The treatment is called Three Appointment Therapy and was developed by Dr Michael Leu (pictured with patient), based on an accidental finding. “He was working on the treatment of severely handicapped patients, and he found that when he omitted local anaesthetics, patients suffered less from pain and swelling, even if he had to carry out extensive treatments,” Kaiser explains. “The reason was because he was only using GA, which was the only way to work with disabled patients. As he started seeing more and more patients, he refined the therapy to what is now the Three Appointment Therapy.”
In 1997 Leu set up the German Association for Dental Phobia, a condition that affects between 10 and 16% of people. Of course everyone, to some extent, experiences anxiety or even fear at the prospect of a dental appointment. But dental phobia is on another level.
“The phobic reaction is what distinguishes someone who’s simply afraid of the dentist from someone who has a dental phobia,” Kaiser says. “That reaction cannot be controlled: sweating, trembling, nausea at the mere thought of the dentist. The dental phobic could never actually enter a dental clinic. Someone who’s afraid, even quite severely, might still be able to go to the dentist, but the phobic could never do so.”
The consequences can be serious: Poor dental care can lead to oral and nutritional problems, and the resulting damage to teeth can be a cause of social and economic difficulties in the long run. But how do you find out if you’re phobic, and not just scared of the dentist to a “normal” degree?
“We have a questionnaire on our website, the internationally recognised Hierarchical Anxiety Questionnaire, which anyone can fill out,” Kaiser says. “If your score on that test exceeds 38 points, you are suffering from dental phobia. Some of our patients with an extreme dental phobia show 50 to 55 points, which is the absolute maximum.”
The treatment consists of three appointments: the first to determine a treatment plan; the second during which the entire treatment is carried out in one go under GA; and a third for the placement of permanent prostheses if required. The use of GA is no longer common in Belgium, Kaiser explains, because of the way procedures used to be carried out.

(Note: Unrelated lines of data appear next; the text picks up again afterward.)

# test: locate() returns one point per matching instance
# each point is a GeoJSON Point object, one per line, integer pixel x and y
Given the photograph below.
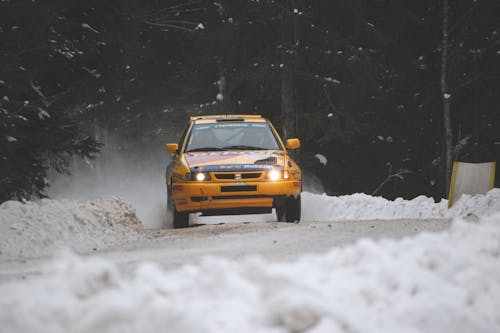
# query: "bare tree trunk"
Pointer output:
{"type": "Point", "coordinates": [287, 105]}
{"type": "Point", "coordinates": [288, 67]}
{"type": "Point", "coordinates": [223, 97]}
{"type": "Point", "coordinates": [448, 134]}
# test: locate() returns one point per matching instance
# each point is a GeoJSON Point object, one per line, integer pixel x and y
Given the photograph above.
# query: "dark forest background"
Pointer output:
{"type": "Point", "coordinates": [359, 81]}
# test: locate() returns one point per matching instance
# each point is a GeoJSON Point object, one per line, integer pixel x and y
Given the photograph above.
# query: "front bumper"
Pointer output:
{"type": "Point", "coordinates": [204, 196]}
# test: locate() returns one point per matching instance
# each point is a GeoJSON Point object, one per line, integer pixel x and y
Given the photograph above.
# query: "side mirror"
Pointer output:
{"type": "Point", "coordinates": [172, 147]}
{"type": "Point", "coordinates": [293, 143]}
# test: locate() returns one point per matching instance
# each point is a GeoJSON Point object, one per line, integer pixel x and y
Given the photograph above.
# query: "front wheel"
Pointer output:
{"type": "Point", "coordinates": [179, 219]}
{"type": "Point", "coordinates": [290, 210]}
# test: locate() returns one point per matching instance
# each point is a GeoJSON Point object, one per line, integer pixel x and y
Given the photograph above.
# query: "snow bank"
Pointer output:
{"type": "Point", "coordinates": [320, 207]}
{"type": "Point", "coordinates": [35, 229]}
{"type": "Point", "coordinates": [443, 282]}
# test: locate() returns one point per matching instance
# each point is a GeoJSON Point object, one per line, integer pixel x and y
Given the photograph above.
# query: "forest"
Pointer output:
{"type": "Point", "coordinates": [388, 92]}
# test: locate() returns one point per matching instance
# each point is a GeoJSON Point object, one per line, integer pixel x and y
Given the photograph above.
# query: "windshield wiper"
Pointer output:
{"type": "Point", "coordinates": [205, 149]}
{"type": "Point", "coordinates": [243, 147]}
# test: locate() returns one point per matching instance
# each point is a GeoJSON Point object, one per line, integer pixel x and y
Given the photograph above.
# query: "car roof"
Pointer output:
{"type": "Point", "coordinates": [226, 117]}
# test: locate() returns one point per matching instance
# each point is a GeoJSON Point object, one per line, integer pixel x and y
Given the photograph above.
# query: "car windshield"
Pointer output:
{"type": "Point", "coordinates": [232, 135]}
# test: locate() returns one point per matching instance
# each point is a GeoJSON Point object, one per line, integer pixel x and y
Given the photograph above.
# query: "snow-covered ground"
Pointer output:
{"type": "Point", "coordinates": [361, 206]}
{"type": "Point", "coordinates": [36, 229]}
{"type": "Point", "coordinates": [433, 282]}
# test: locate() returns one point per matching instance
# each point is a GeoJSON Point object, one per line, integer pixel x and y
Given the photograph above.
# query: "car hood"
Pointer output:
{"type": "Point", "coordinates": [234, 160]}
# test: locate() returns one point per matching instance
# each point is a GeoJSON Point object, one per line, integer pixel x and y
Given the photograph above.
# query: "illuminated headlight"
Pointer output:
{"type": "Point", "coordinates": [198, 176]}
{"type": "Point", "coordinates": [274, 175]}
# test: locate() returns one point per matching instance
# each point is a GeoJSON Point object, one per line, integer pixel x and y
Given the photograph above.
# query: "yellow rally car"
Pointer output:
{"type": "Point", "coordinates": [232, 164]}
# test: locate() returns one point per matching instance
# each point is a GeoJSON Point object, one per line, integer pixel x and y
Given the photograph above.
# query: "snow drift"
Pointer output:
{"type": "Point", "coordinates": [359, 206]}
{"type": "Point", "coordinates": [443, 282]}
{"type": "Point", "coordinates": [35, 229]}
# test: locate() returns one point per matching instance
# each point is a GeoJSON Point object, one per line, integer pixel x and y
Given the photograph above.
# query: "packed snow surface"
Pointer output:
{"type": "Point", "coordinates": [440, 282]}
{"type": "Point", "coordinates": [359, 206]}
{"type": "Point", "coordinates": [35, 229]}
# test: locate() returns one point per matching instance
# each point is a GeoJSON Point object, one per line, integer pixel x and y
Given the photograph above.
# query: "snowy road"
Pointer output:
{"type": "Point", "coordinates": [271, 240]}
{"type": "Point", "coordinates": [402, 266]}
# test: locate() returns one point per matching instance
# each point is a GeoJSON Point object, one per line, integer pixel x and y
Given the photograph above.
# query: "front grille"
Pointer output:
{"type": "Point", "coordinates": [252, 175]}
{"type": "Point", "coordinates": [240, 188]}
{"type": "Point", "coordinates": [198, 199]}
{"type": "Point", "coordinates": [226, 197]}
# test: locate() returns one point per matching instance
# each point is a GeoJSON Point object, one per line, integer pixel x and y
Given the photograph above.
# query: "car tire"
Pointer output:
{"type": "Point", "coordinates": [290, 210]}
{"type": "Point", "coordinates": [179, 219]}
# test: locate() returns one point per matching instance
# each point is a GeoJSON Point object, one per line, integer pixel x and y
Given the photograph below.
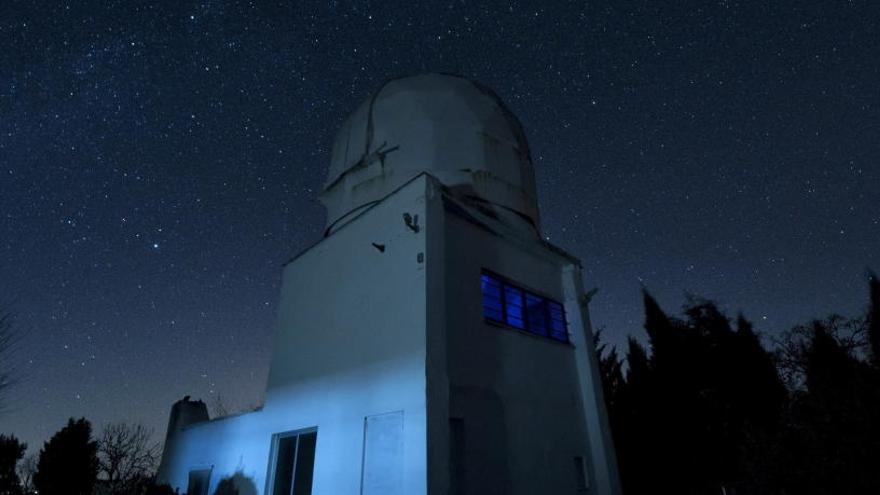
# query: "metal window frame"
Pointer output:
{"type": "Point", "coordinates": [273, 456]}
{"type": "Point", "coordinates": [548, 319]}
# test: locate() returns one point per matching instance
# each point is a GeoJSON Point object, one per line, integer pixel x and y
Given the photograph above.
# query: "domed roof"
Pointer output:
{"type": "Point", "coordinates": [450, 127]}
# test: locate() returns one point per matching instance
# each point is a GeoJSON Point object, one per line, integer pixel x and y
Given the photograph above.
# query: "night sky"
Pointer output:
{"type": "Point", "coordinates": [159, 162]}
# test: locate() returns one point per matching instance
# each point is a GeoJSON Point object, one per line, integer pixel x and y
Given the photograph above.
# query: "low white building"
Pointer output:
{"type": "Point", "coordinates": [432, 342]}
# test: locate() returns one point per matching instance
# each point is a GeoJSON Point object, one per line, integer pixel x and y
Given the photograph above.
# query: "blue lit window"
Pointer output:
{"type": "Point", "coordinates": [518, 308]}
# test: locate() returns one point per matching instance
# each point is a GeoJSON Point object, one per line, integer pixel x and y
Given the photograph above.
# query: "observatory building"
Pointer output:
{"type": "Point", "coordinates": [432, 342]}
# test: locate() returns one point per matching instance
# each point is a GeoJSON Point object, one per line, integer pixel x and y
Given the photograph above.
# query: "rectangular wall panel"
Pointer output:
{"type": "Point", "coordinates": [383, 455]}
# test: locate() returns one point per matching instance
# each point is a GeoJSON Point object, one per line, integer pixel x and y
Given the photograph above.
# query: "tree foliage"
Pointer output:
{"type": "Point", "coordinates": [127, 457]}
{"type": "Point", "coordinates": [11, 451]}
{"type": "Point", "coordinates": [68, 462]}
{"type": "Point", "coordinates": [704, 407]}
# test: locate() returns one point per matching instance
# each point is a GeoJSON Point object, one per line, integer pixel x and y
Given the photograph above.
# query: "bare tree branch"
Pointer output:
{"type": "Point", "coordinates": [127, 456]}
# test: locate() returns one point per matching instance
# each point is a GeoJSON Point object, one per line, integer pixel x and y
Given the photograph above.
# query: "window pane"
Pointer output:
{"type": "Point", "coordinates": [284, 465]}
{"type": "Point", "coordinates": [491, 298]}
{"type": "Point", "coordinates": [558, 329]}
{"type": "Point", "coordinates": [198, 482]}
{"type": "Point", "coordinates": [305, 464]}
{"type": "Point", "coordinates": [513, 298]}
{"type": "Point", "coordinates": [537, 312]}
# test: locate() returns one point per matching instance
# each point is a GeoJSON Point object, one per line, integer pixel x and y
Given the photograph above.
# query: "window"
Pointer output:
{"type": "Point", "coordinates": [516, 307]}
{"type": "Point", "coordinates": [198, 482]}
{"type": "Point", "coordinates": [294, 463]}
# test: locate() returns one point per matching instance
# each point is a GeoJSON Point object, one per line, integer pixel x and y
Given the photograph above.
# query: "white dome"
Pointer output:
{"type": "Point", "coordinates": [452, 128]}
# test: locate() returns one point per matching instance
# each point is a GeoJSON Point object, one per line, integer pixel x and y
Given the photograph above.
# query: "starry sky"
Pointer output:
{"type": "Point", "coordinates": [159, 161]}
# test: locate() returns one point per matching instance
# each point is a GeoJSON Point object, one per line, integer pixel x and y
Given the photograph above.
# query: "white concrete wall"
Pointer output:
{"type": "Point", "coordinates": [520, 396]}
{"type": "Point", "coordinates": [350, 344]}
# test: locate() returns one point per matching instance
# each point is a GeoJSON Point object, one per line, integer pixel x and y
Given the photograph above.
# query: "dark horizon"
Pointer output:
{"type": "Point", "coordinates": [159, 163]}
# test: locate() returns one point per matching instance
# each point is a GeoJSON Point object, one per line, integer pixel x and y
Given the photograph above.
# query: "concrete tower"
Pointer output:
{"type": "Point", "coordinates": [432, 341]}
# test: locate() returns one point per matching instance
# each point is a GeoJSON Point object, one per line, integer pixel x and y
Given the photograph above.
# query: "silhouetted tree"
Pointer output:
{"type": "Point", "coordinates": [26, 469]}
{"type": "Point", "coordinates": [68, 462]}
{"type": "Point", "coordinates": [11, 450]}
{"type": "Point", "coordinates": [694, 413]}
{"type": "Point", "coordinates": [127, 457]}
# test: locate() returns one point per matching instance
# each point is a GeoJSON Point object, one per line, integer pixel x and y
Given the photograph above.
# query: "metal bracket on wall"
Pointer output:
{"type": "Point", "coordinates": [412, 222]}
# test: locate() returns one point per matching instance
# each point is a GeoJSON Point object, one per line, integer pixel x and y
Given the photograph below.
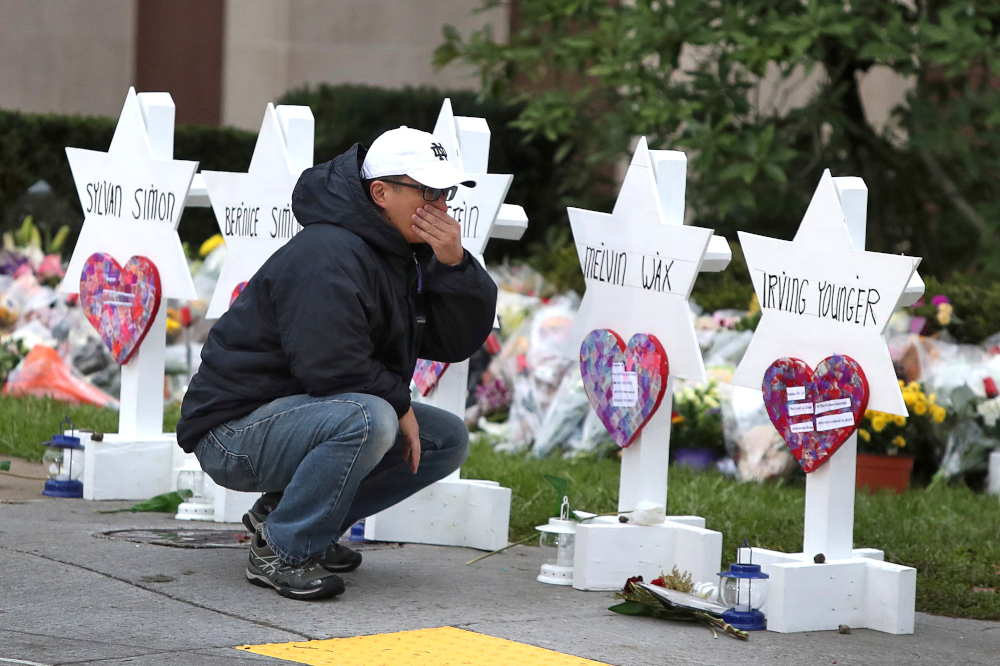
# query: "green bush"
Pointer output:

“In the past, many dentists carried out procedures under GA by themselves. The dentist put the patient under GA, then went ahead with the treatment. There was no way to monitor the patient properly, and this is why many accidents happened. We always have an anaesthetist on-site as well as an assistant – so two people for the GA alone – and then we have a dentist and dental assistant. So that’s four people exclusively for one patient. If these precautions are taken, it is absolutely safe to treat a patient under GA.”
The availability of GA treatment is welcome news to German and Swiss expats, Kaiser says, who are more accustomed to the procedure and may not want to travel home to find it. And it may be safe, but surely it has to be more expensive?
“It depends,” says Kaiser. “What we offer is dental treatment all in one, so the patient doesn’t need to visit the office multiple times as they might have to otherwise. Our treatment might cost upwards of €7,000 to €10,000 for dental replacement. The anaesthesia alone costs about €1,000 to €2,500. Of course you don’t have those costs if you’re not being treated under GA.”
However, the fact that the entire course of treatment is finished within the space of three appointments brings savings of its own, he argues, not least in the time spent away from work. “We have more and more patients who are not phobic - business people, athletes and so on - who cannot take too much time off work. Well, they come to us and they get the same treatment as dental phobics.”